Identifying issues and taking appropriate action at the first opportunity can make a significant difference to the success and longevity of your business. Our team of experts will work with you to understand and overcome those challenges, helping to restore stability, and improving operational and financial performance.
Companies go through a restructuring process when they are looking to make significant financial and/or operational changes to their business. Restructuring often occurs when a business is in financial distress as it can be an effective way in reducing costs by dealing with loss-making divisions/locations and reviewing overheads. A company does not need to be insolvent to go through a restructuring; indeed, it can be an effective way of building resilience into a business, especially if it has been affected by a one-off event. By restructuring your business, you can improve its performance and therefore its viability.
There are different ways to restructure a business and each one is dependent upon the company’s circumstances. Examples include selling off a division, restructuring the company to reduce overheads and closing loss-making divisions to make the business more viable. In order to guide you through the most appropriate routes for you and your business, our team would first take some time to understand your business and its processes, before making suggestions as to the best way forward.
A Restructuring Plan (“RP”) is a new tool which has become available following the implementation of the Corporate Insolvency and Governance Act 2020. It is based upon a Scheme of Arrangement (“Scheme”) however it is different to a Scheme in that a Scheme requires each class of creditors to approve the proposals whereas under an RP, the Court can sanction the scheme via a cross-class cramdown, which enables dissenting creditors to be bound by the RP. Further details can be found in our article here.
Cash is the lifeblood of any business – without it, a business can only survive for a limited amount of time. We are experienced in dealing with businesses that are experiencing cashflow difficulties. Sometimes it can be as result of a fall in turnover or it may be that the business has suffered a significant bad debt. Seeking advice from our team early is the best option as we can work with management to understand the cause of the problem and then suggest solutions to manage the position.

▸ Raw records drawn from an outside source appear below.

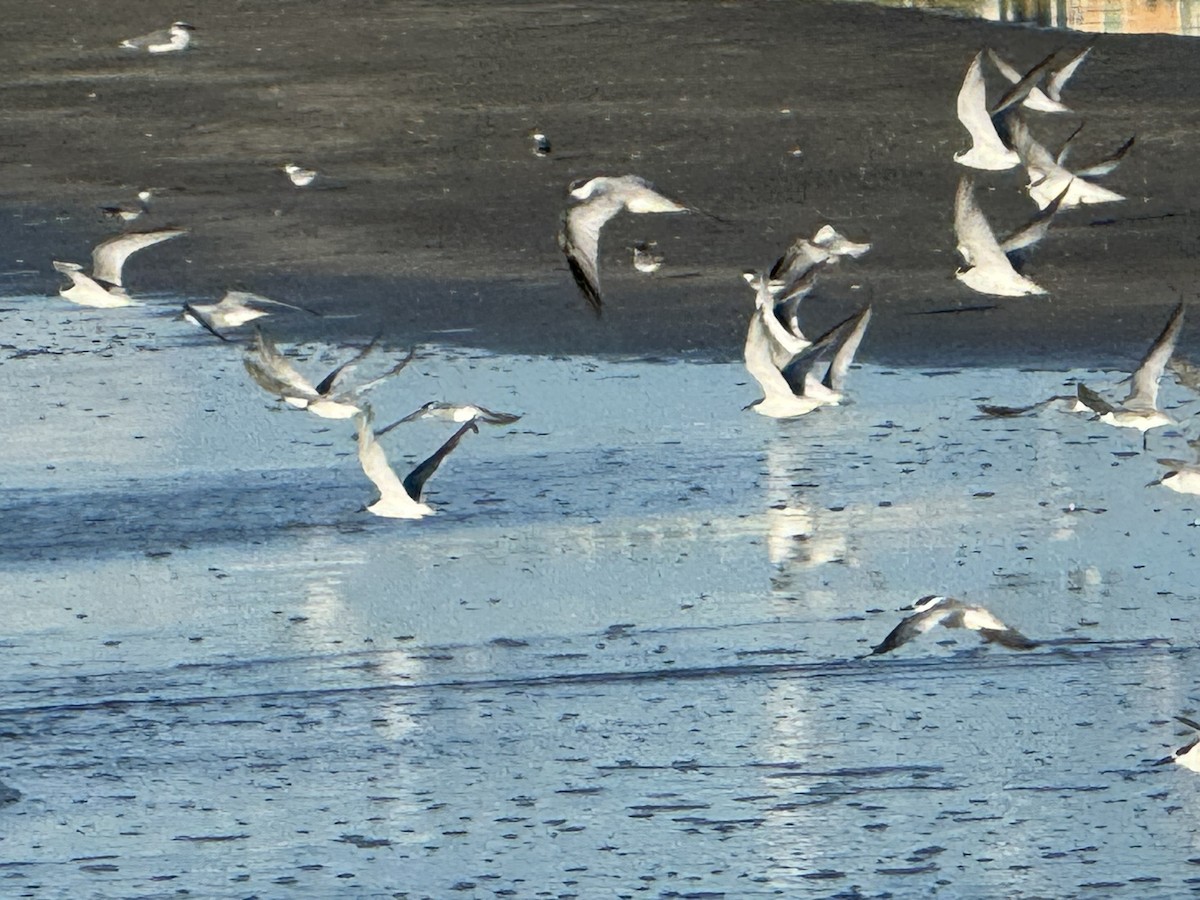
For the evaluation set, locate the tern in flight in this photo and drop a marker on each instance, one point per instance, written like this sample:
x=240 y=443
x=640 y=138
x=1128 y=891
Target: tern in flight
x=1140 y=409
x=105 y=286
x=237 y=307
x=793 y=389
x=933 y=610
x=597 y=201
x=1049 y=177
x=454 y=413
x=988 y=148
x=129 y=211
x=400 y=499
x=988 y=268
x=168 y=40
x=1187 y=755
x=1049 y=100
x=330 y=399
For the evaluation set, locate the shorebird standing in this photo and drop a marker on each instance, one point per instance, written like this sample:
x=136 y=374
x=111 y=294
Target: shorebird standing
x=103 y=287
x=168 y=40
x=934 y=610
x=400 y=499
x=129 y=211
x=597 y=201
x=454 y=413
x=299 y=175
x=275 y=373
x=1140 y=409
x=540 y=143
x=1187 y=755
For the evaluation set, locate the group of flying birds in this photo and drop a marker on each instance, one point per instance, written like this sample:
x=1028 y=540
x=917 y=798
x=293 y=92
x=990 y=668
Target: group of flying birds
x=796 y=375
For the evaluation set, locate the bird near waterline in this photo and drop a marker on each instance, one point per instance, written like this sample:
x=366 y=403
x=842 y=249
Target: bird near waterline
x=540 y=143
x=129 y=211
x=299 y=175
x=1049 y=177
x=1187 y=756
x=935 y=610
x=169 y=40
x=400 y=499
x=329 y=400
x=793 y=276
x=646 y=258
x=595 y=202
x=105 y=286
x=454 y=413
x=1140 y=409
x=1049 y=100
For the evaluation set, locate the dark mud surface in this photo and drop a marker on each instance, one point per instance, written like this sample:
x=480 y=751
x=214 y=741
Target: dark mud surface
x=441 y=216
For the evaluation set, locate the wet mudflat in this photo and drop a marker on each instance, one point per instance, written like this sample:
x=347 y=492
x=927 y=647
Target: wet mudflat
x=622 y=660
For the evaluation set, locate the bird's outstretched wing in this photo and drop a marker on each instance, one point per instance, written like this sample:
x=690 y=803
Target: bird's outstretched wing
x=580 y=240
x=414 y=484
x=1144 y=389
x=108 y=257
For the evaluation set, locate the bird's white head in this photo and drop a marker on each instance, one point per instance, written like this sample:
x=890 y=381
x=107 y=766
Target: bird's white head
x=582 y=189
x=928 y=603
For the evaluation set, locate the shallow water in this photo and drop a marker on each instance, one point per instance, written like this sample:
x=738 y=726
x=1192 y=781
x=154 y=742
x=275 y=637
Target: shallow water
x=622 y=659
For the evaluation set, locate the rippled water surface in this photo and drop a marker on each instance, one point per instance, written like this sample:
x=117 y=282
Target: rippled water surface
x=623 y=659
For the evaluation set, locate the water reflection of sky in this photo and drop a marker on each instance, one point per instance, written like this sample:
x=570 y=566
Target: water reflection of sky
x=633 y=624
x=1168 y=17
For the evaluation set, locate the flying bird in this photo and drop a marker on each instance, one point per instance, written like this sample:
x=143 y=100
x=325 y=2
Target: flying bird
x=987 y=268
x=105 y=286
x=933 y=610
x=1140 y=409
x=1049 y=177
x=454 y=413
x=237 y=307
x=988 y=148
x=597 y=201
x=1187 y=755
x=129 y=211
x=400 y=499
x=329 y=400
x=1049 y=100
x=540 y=143
x=168 y=40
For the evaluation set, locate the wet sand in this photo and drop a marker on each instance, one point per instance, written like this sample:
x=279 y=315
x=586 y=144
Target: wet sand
x=442 y=217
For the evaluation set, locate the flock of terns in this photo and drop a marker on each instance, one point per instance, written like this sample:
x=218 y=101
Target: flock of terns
x=797 y=375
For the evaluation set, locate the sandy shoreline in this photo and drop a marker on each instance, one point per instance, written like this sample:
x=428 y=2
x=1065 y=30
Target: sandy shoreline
x=445 y=220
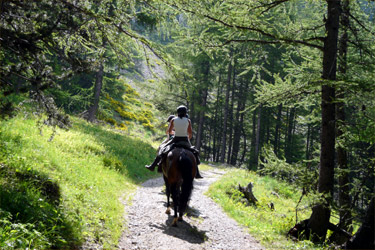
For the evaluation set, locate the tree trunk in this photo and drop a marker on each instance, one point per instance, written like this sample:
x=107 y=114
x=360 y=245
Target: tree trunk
x=319 y=219
x=216 y=147
x=288 y=144
x=204 y=93
x=231 y=113
x=253 y=157
x=308 y=141
x=342 y=162
x=226 y=107
x=97 y=90
x=277 y=130
x=238 y=124
x=364 y=238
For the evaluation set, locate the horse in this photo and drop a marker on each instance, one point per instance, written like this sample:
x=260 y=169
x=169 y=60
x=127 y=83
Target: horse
x=179 y=170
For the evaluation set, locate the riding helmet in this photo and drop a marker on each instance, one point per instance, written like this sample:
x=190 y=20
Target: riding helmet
x=170 y=118
x=181 y=111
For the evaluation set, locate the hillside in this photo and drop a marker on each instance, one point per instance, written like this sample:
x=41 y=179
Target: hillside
x=59 y=193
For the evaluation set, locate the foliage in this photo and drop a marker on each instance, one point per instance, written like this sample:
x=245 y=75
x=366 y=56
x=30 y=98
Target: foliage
x=302 y=174
x=58 y=194
x=266 y=225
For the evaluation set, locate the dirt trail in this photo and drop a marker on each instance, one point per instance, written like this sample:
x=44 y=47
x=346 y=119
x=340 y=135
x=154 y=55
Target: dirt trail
x=206 y=226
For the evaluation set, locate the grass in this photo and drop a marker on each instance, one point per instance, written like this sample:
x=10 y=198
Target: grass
x=267 y=226
x=58 y=194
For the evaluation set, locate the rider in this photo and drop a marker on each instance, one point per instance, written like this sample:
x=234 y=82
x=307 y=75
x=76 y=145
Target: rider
x=183 y=132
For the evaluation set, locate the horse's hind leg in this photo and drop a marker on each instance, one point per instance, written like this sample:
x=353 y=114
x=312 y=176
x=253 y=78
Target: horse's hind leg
x=175 y=203
x=168 y=193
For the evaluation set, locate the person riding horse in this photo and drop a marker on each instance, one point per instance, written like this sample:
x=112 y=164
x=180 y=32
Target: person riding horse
x=181 y=127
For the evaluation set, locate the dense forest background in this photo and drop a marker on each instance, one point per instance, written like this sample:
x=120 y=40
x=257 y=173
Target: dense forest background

Creditor pressure manifests itself in different ways – a supplier may seek to collect their goods, a landlord may seek to exercise forfeiture or distraint, a creditor may threaten you with legal proceedings (either by way of a County Court Judgement or a statutory demand) or suppliers may threaten to put your account on stop. If you recognise any of these issues, you should seek advice from our team, who will be able to work with you to manage your creditors’ expectations whilst the issues within your business which are causing the creditor pressure can be reviewed and a strategy to deal with them is put in place.
We would recommend that you seek advice early in this situation as failure to do so could lead to potential personal liability for directors – have a look at our article on this subject for further information.
A Moratorium is another restructuring tool which was introduced by the Corporate Insolvency and Governance Act 2020. A moratorium is designed to provide breathing space for a company that is suffering short to medium term cash flow difficulties (usually down to a one-off event) but the underlying company is viable. Further details can be found in our article here. You should note that a Licensed Insolvency Practitioner is needed to act as a Monitor of the Moratorium process – our Restructuring and Insolvency team is therefore able to assist you, should this be an appropriate option for your business.
A personal guarantee is a type of security that many lenders request when you take out finance for your business. It is often found within the terms and conditions for unsecured loans, which, although there is no security provided by the company, allows loan providers to seek the outstanding monies from the provider of the personal guarantee (usually the director) should the company be no longer in a position to pay (e.g. should it enter an insolvency process). For further information, have a look at our article.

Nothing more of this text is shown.